Note that the junk dimension is always of type 0 (constant). The site's name has the word junk, usually after dim instead
of the end. The data type is consistent, that is, for the Y / N column, it is either bit or CHAR (1), but
neither INT nor VARCHAR (N) - my preference is CHAR (1). A junk dimension has not a business key.

Stacked dimension

A stacked dimension is a used where two or more dimensions are combined with an aspect:

Transaction_type_key Transaction_type Category

0 Unknown Unknown

1 Direct sale Transaction type

2 Refund Transaction type

3 Purchase Transaction type

4 eCommerce Transaction type

5 Down payment Payment type

6 Full delivery Payment type

7 On delivery Payment type

A stacked dimension has one or two attributes and is always SCD type 0 (no update).

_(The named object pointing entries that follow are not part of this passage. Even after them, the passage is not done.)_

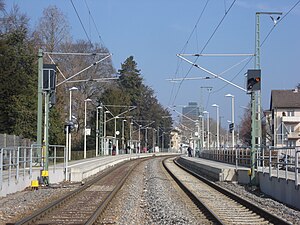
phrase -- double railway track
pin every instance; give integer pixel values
(215, 205)
(220, 205)
(86, 204)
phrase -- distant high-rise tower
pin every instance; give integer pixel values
(190, 115)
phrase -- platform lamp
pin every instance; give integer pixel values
(218, 132)
(84, 147)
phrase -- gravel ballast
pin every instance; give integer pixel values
(148, 197)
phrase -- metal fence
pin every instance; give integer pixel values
(7, 140)
(268, 159)
(16, 162)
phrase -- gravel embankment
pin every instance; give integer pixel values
(148, 197)
(277, 208)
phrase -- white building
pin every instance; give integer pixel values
(283, 118)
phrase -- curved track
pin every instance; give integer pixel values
(221, 205)
(85, 205)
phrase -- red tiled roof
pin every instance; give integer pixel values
(285, 99)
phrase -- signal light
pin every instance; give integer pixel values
(253, 80)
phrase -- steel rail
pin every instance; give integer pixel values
(39, 214)
(202, 206)
(254, 208)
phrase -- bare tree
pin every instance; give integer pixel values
(53, 29)
(245, 127)
(14, 20)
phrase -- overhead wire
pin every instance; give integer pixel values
(184, 48)
(260, 46)
(81, 22)
(207, 42)
(279, 22)
(98, 33)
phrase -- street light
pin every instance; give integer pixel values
(97, 130)
(232, 116)
(117, 147)
(130, 137)
(123, 122)
(206, 112)
(104, 133)
(140, 138)
(84, 147)
(202, 130)
(70, 118)
(218, 134)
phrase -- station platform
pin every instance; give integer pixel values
(13, 180)
(279, 184)
(216, 171)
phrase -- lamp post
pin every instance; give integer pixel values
(84, 147)
(153, 139)
(146, 138)
(140, 138)
(104, 133)
(232, 118)
(115, 136)
(130, 136)
(97, 129)
(218, 132)
(123, 122)
(70, 118)
(201, 117)
(206, 112)
(162, 141)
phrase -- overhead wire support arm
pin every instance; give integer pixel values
(217, 54)
(104, 79)
(188, 78)
(211, 73)
(94, 64)
(78, 53)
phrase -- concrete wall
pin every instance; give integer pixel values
(23, 182)
(280, 189)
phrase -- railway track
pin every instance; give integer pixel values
(220, 205)
(86, 204)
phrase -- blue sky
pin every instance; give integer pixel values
(155, 31)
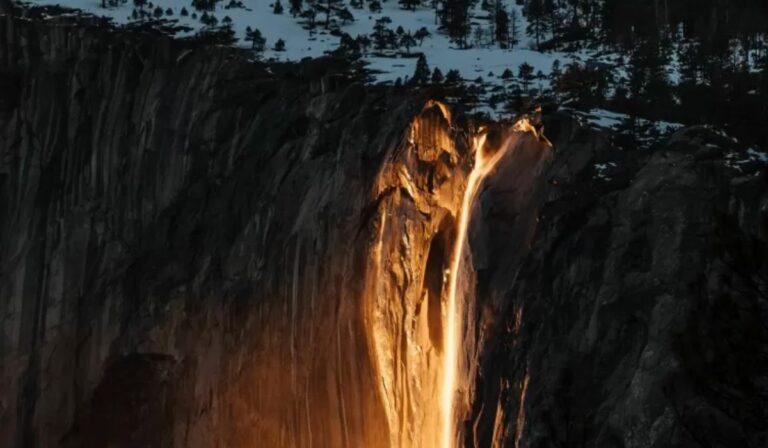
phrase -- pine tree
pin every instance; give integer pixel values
(454, 18)
(258, 42)
(364, 42)
(346, 16)
(296, 6)
(501, 22)
(407, 40)
(204, 5)
(536, 13)
(421, 74)
(409, 4)
(277, 8)
(421, 34)
(514, 29)
(453, 77)
(437, 76)
(383, 37)
(525, 73)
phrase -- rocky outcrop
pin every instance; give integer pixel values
(182, 244)
(638, 317)
(199, 250)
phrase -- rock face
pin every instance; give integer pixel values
(639, 316)
(196, 252)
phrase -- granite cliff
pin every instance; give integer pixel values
(198, 250)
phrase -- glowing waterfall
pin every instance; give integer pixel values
(484, 164)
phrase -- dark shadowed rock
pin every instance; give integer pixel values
(196, 250)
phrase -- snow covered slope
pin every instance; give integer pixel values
(440, 52)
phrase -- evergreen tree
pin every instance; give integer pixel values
(525, 73)
(537, 15)
(383, 37)
(407, 40)
(296, 6)
(346, 16)
(421, 74)
(501, 24)
(364, 42)
(421, 34)
(409, 4)
(514, 29)
(454, 18)
(277, 8)
(453, 77)
(437, 76)
(309, 15)
(258, 42)
(204, 5)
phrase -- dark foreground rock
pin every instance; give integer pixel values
(639, 317)
(197, 252)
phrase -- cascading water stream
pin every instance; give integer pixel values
(483, 166)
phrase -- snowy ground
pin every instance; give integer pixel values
(300, 43)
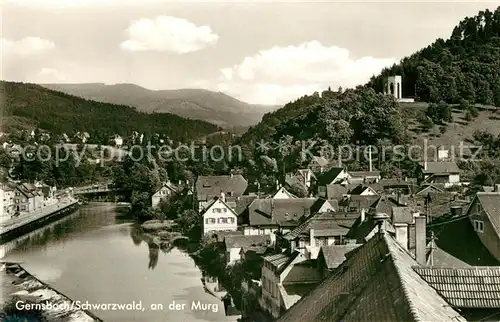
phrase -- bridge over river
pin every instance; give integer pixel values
(99, 192)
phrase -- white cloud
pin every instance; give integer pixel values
(25, 46)
(281, 74)
(83, 3)
(50, 75)
(165, 33)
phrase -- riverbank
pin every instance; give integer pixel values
(25, 219)
(26, 290)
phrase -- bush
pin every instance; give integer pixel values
(427, 124)
(464, 104)
(474, 112)
(468, 116)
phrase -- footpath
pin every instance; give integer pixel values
(24, 219)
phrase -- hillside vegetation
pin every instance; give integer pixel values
(29, 106)
(465, 66)
(199, 104)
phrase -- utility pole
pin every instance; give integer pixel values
(433, 246)
(370, 158)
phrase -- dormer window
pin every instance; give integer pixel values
(479, 226)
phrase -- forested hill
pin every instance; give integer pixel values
(355, 115)
(466, 66)
(29, 106)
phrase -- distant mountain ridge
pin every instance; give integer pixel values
(198, 104)
(30, 106)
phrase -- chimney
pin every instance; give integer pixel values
(311, 237)
(402, 234)
(420, 240)
(370, 158)
(272, 209)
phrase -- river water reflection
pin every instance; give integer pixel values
(98, 256)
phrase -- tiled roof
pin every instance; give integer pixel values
(402, 215)
(320, 202)
(321, 161)
(274, 211)
(328, 177)
(325, 224)
(336, 191)
(208, 187)
(334, 255)
(465, 251)
(428, 188)
(364, 174)
(237, 241)
(278, 260)
(440, 167)
(394, 183)
(377, 283)
(475, 287)
(221, 235)
(282, 190)
(303, 173)
(212, 202)
(490, 201)
(362, 202)
(291, 181)
(242, 204)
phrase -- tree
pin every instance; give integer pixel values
(473, 111)
(445, 112)
(464, 104)
(298, 189)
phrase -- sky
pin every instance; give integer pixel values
(261, 52)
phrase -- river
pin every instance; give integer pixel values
(97, 255)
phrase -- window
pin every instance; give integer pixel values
(479, 226)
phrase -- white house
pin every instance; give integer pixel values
(218, 216)
(117, 140)
(332, 176)
(209, 187)
(234, 244)
(163, 193)
(446, 173)
(306, 176)
(285, 279)
(282, 193)
(6, 201)
(323, 229)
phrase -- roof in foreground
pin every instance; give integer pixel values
(471, 287)
(377, 283)
(334, 255)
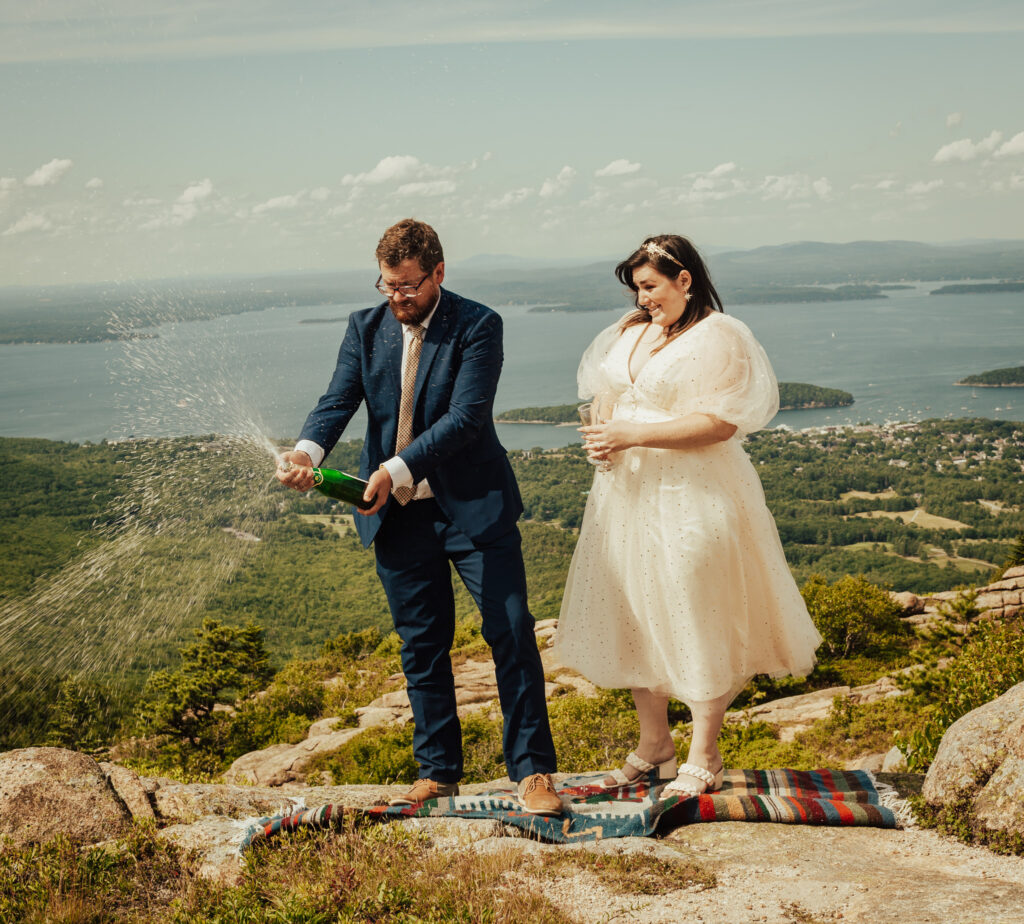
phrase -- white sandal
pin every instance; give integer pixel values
(666, 770)
(685, 788)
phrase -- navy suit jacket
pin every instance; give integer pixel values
(455, 445)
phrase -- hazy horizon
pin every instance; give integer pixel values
(146, 141)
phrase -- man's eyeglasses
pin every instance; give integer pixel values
(409, 291)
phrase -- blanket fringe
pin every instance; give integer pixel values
(892, 800)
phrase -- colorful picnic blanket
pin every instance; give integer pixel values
(794, 797)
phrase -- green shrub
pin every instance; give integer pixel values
(991, 662)
(593, 733)
(378, 755)
(852, 615)
(757, 747)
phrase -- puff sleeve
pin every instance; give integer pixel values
(593, 377)
(730, 377)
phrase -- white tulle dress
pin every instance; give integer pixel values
(679, 583)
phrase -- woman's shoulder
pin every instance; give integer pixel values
(724, 328)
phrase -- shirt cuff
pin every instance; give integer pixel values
(400, 475)
(314, 452)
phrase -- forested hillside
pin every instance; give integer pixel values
(107, 570)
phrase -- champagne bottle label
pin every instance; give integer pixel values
(341, 487)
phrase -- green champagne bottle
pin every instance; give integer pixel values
(341, 487)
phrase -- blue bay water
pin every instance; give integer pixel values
(899, 357)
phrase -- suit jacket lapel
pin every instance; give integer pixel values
(391, 337)
(436, 334)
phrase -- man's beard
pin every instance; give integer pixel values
(410, 312)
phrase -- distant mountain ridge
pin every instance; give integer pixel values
(782, 273)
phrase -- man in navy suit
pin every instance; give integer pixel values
(426, 362)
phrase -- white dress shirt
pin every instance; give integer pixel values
(400, 475)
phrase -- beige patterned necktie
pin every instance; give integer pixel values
(404, 495)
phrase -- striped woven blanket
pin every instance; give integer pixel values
(794, 797)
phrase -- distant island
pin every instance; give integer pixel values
(793, 396)
(995, 378)
(786, 274)
(556, 414)
(978, 289)
(801, 396)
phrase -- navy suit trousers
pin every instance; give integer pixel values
(415, 546)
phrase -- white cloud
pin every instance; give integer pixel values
(429, 187)
(558, 184)
(186, 207)
(1014, 145)
(48, 173)
(513, 197)
(922, 187)
(395, 168)
(28, 222)
(197, 192)
(966, 150)
(620, 167)
(279, 203)
(794, 186)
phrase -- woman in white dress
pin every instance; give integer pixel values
(679, 585)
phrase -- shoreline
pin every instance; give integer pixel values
(989, 385)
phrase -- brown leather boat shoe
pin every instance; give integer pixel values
(538, 796)
(423, 790)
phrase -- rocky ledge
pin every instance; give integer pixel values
(764, 872)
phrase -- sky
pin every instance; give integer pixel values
(145, 138)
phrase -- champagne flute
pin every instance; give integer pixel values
(598, 411)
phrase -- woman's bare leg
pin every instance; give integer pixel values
(655, 744)
(708, 719)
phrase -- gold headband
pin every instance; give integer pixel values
(652, 248)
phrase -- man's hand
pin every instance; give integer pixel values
(378, 490)
(298, 474)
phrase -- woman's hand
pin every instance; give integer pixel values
(601, 439)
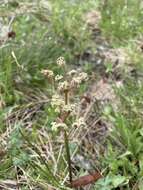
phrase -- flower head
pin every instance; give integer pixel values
(61, 61)
(79, 122)
(64, 86)
(56, 126)
(58, 77)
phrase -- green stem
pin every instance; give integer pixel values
(68, 155)
(66, 141)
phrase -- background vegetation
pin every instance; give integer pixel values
(33, 35)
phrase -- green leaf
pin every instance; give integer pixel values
(118, 180)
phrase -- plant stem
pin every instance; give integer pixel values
(68, 155)
(66, 141)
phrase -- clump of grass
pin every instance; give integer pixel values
(121, 20)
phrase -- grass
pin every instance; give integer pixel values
(32, 155)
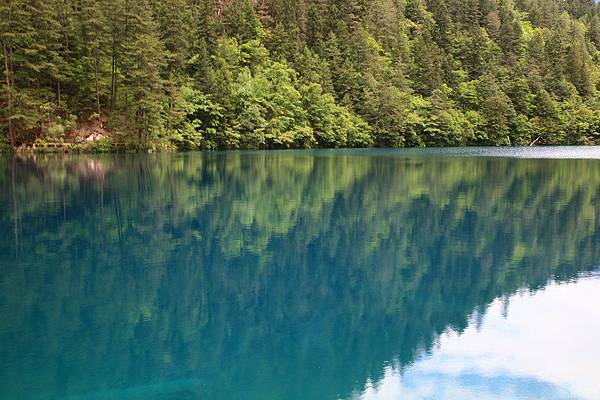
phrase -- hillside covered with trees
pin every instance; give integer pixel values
(207, 74)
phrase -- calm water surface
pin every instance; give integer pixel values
(366, 274)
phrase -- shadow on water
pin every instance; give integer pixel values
(267, 275)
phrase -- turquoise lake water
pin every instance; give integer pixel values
(328, 274)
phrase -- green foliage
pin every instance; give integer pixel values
(279, 74)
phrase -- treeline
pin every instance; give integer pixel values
(211, 74)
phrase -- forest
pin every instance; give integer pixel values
(263, 74)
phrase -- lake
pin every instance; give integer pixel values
(327, 274)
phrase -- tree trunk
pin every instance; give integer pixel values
(97, 82)
(113, 71)
(11, 132)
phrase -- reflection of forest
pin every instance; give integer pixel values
(261, 272)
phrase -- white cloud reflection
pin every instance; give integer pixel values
(548, 346)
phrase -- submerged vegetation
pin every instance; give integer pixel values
(228, 74)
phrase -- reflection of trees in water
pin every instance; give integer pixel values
(270, 272)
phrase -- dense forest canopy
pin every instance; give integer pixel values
(238, 268)
(205, 74)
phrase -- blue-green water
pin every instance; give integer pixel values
(366, 274)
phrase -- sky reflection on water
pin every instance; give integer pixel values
(545, 345)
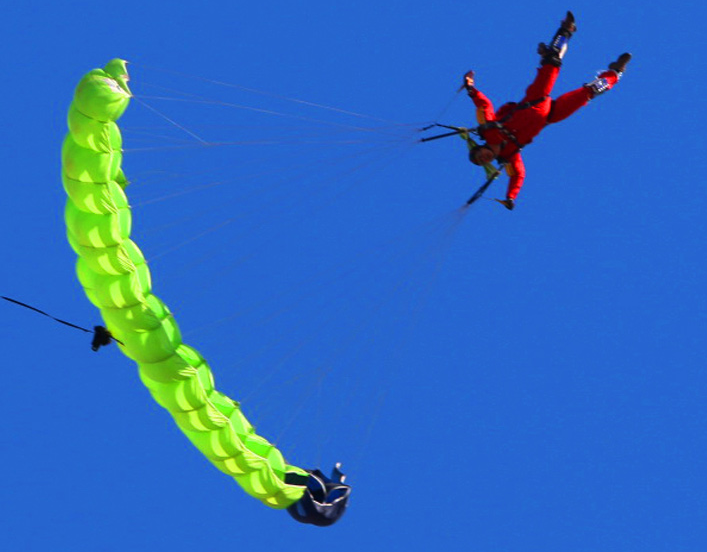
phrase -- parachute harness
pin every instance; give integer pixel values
(492, 172)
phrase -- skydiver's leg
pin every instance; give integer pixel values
(551, 60)
(568, 103)
(553, 52)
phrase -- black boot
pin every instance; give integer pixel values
(620, 64)
(554, 52)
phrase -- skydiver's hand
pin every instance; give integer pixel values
(468, 81)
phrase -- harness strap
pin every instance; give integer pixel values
(498, 125)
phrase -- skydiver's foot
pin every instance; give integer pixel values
(507, 203)
(568, 23)
(553, 53)
(620, 64)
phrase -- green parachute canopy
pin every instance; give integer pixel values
(117, 280)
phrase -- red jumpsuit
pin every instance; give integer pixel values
(525, 123)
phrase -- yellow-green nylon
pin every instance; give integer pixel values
(117, 280)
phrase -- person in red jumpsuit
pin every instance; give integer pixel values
(514, 125)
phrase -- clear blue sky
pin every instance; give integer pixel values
(525, 381)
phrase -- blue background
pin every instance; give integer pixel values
(493, 381)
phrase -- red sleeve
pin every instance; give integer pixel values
(484, 107)
(516, 170)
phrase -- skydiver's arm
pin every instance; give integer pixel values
(484, 108)
(516, 170)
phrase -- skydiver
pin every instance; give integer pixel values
(514, 125)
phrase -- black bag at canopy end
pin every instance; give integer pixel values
(324, 500)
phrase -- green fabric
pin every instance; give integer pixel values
(117, 280)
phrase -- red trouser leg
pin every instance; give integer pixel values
(543, 83)
(568, 103)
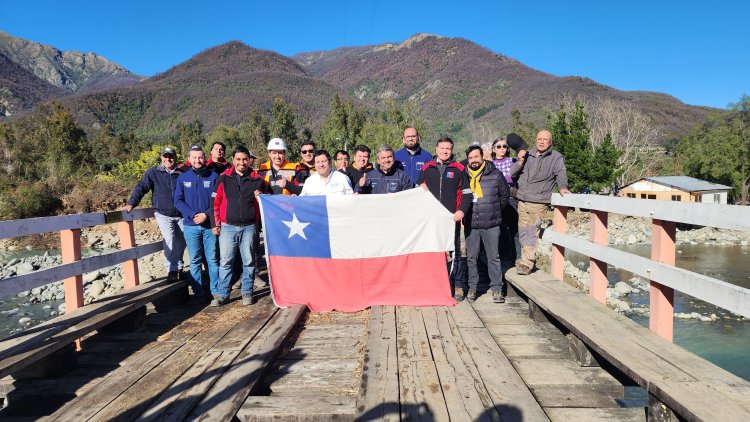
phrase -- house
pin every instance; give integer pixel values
(677, 188)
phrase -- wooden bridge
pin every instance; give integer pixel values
(550, 353)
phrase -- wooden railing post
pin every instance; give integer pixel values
(126, 233)
(598, 269)
(662, 297)
(560, 225)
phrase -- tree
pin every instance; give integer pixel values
(64, 143)
(189, 134)
(588, 167)
(718, 149)
(342, 126)
(526, 129)
(254, 132)
(283, 125)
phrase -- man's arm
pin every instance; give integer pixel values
(467, 197)
(503, 191)
(141, 189)
(219, 198)
(561, 176)
(179, 200)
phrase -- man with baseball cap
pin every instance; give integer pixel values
(277, 171)
(162, 181)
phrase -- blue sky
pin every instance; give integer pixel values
(696, 50)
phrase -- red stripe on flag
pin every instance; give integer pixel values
(350, 285)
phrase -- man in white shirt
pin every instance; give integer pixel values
(325, 181)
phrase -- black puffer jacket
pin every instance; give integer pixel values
(486, 211)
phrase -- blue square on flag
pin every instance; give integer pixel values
(296, 226)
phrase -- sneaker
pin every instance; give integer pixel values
(522, 269)
(219, 301)
(458, 294)
(497, 297)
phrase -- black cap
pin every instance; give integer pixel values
(168, 151)
(516, 142)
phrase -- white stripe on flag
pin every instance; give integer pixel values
(375, 226)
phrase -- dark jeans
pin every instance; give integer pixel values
(231, 239)
(202, 244)
(490, 239)
(510, 246)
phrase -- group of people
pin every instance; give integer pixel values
(209, 205)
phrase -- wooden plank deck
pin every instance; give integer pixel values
(480, 361)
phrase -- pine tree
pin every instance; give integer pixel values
(588, 168)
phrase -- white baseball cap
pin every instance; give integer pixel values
(277, 144)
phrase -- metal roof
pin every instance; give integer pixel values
(686, 183)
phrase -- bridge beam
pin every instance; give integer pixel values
(598, 273)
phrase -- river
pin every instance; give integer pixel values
(725, 342)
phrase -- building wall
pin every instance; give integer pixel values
(712, 198)
(664, 195)
(647, 190)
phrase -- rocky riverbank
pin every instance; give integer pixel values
(631, 296)
(98, 284)
(637, 231)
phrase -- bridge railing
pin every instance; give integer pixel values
(660, 269)
(73, 267)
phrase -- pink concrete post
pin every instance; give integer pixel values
(598, 269)
(126, 234)
(70, 245)
(662, 297)
(560, 225)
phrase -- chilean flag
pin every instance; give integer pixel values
(350, 252)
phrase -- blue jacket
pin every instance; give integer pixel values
(412, 164)
(395, 180)
(162, 183)
(193, 195)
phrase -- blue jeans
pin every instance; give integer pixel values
(174, 242)
(200, 241)
(231, 238)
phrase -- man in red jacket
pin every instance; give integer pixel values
(236, 223)
(446, 179)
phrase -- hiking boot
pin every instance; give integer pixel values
(218, 301)
(497, 297)
(522, 269)
(458, 294)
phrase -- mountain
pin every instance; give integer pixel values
(220, 85)
(21, 89)
(71, 70)
(462, 86)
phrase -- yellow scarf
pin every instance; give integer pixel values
(475, 175)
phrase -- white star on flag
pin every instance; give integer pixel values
(296, 227)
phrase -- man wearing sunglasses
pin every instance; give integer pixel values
(537, 172)
(305, 168)
(277, 171)
(162, 181)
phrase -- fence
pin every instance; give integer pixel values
(73, 267)
(664, 277)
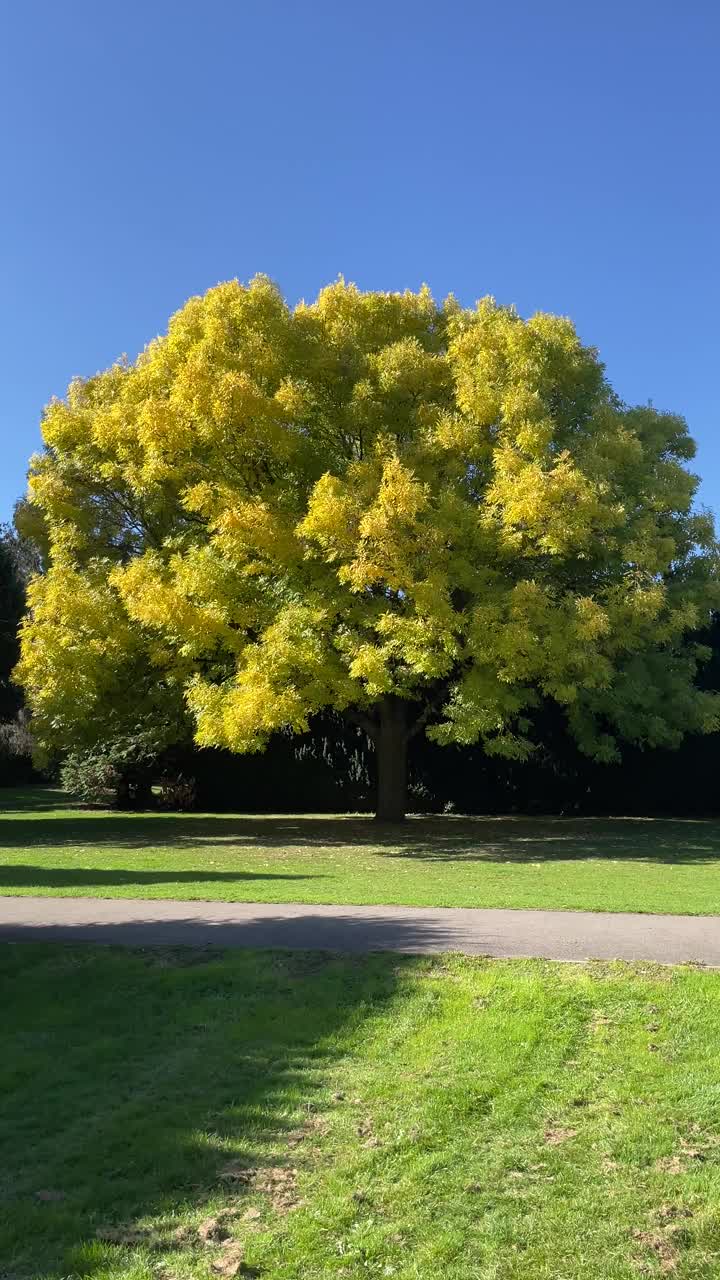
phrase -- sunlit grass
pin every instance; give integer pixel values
(368, 1116)
(50, 848)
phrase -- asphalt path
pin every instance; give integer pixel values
(410, 929)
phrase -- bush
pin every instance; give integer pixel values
(177, 791)
(118, 772)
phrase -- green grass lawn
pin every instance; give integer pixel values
(619, 864)
(424, 1119)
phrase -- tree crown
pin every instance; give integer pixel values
(281, 510)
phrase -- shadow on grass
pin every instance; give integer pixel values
(17, 874)
(130, 1078)
(441, 839)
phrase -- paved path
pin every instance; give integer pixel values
(552, 935)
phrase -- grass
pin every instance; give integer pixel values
(358, 1116)
(633, 864)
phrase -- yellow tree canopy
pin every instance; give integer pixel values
(408, 511)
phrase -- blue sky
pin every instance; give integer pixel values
(561, 156)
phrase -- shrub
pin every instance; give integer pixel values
(117, 772)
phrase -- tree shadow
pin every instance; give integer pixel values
(132, 1078)
(19, 876)
(434, 839)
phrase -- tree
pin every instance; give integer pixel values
(422, 516)
(12, 607)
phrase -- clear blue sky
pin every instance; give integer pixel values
(559, 155)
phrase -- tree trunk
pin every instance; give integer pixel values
(391, 754)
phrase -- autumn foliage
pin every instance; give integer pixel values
(424, 516)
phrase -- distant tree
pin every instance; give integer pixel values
(422, 516)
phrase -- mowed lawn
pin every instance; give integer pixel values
(180, 1115)
(50, 848)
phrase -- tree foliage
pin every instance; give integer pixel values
(415, 513)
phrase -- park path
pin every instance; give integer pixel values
(411, 929)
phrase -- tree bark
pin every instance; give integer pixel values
(391, 755)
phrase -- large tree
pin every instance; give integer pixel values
(423, 516)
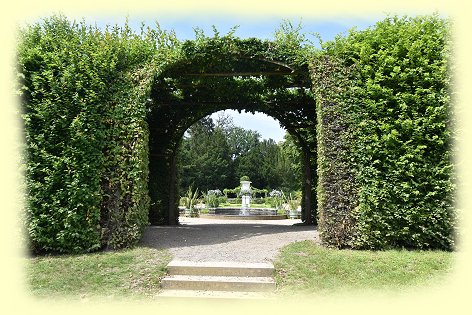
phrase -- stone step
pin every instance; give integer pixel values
(220, 269)
(199, 294)
(218, 283)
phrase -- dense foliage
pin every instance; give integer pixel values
(385, 164)
(217, 154)
(105, 112)
(84, 116)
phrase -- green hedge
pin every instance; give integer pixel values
(83, 98)
(384, 136)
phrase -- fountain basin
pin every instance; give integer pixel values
(250, 214)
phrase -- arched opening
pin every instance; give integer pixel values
(197, 85)
(220, 149)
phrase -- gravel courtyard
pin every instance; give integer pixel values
(199, 239)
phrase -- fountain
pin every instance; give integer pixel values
(246, 195)
(245, 212)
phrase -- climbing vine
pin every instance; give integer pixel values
(104, 112)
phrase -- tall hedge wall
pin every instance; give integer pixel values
(384, 136)
(83, 94)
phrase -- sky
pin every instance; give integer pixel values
(263, 28)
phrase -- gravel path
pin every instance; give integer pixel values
(198, 239)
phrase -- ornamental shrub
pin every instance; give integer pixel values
(384, 136)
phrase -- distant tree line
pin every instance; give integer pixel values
(215, 154)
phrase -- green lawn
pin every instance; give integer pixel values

We see many types and status columns: Product Type, Customer Status, Store Type, Security Type, Security Class, Broker
Type, etc. All the columns store to their respective dimensions because they are the properties of the dimension.
Deferred Dimension
When loading a fact record, a dimension record may not be ready yet. It is technically called an inferior member but is
often called as sensible dimension.
Distorted Dimension
A dimension that is used in many places is called a distorted dimension. A conformal dimension can be used in a single
database or multiple fact tables in multiple data warts or data warehouses.
Degenerate Dimension
A degenerate dimension happens when the dimension attribute is stored as part of a fact table, but not in a separate
dimension table. These dimensions are keys for which there is no other attribute. In a data warehouse, they are often used
as the result of a query to analyse the source of numbers that are collected in a report. We use these values to detect
transactions in an OLTP system.
Role-playing Dimension
A role-playing dimension is one where the same dimension key includes more than one foreign key in the fact table. For
example, a fact table contains foreign keys for both the ship date and delivery date. But the same dimension data attributes
are applied to every foreign key. So, we can join the same dimension table for both foreign keys. Here, the date dimension
is taking many roles to map the ship date and the delivery date.
Shrunken Dimension
A shrunken dimension is a subset of another aspect. For example, the order fact table includes a foreign key for the
product. The target fact table can add a foreign key to the product category, which is in the product table but less granular-
creating a small dimension table with a product category because its primary key is a way to deal with this situation of
many grains. If the product dimension is a snowflake, then there is a separate table for the product category, a shrunken
dimension.
Fixed Dimension
Static dimensions are not extracted from the real data source but created in the data warehouse context

Slowly Changing Dimensions

A slowly changing dimension is a set of data attributes that change slowly over a period of time rather than changing
regularly e.g. address or name. These attributes can change over a period of time and that will get combined as a slowly
changing dimension. These dimension can be classified in types:[3]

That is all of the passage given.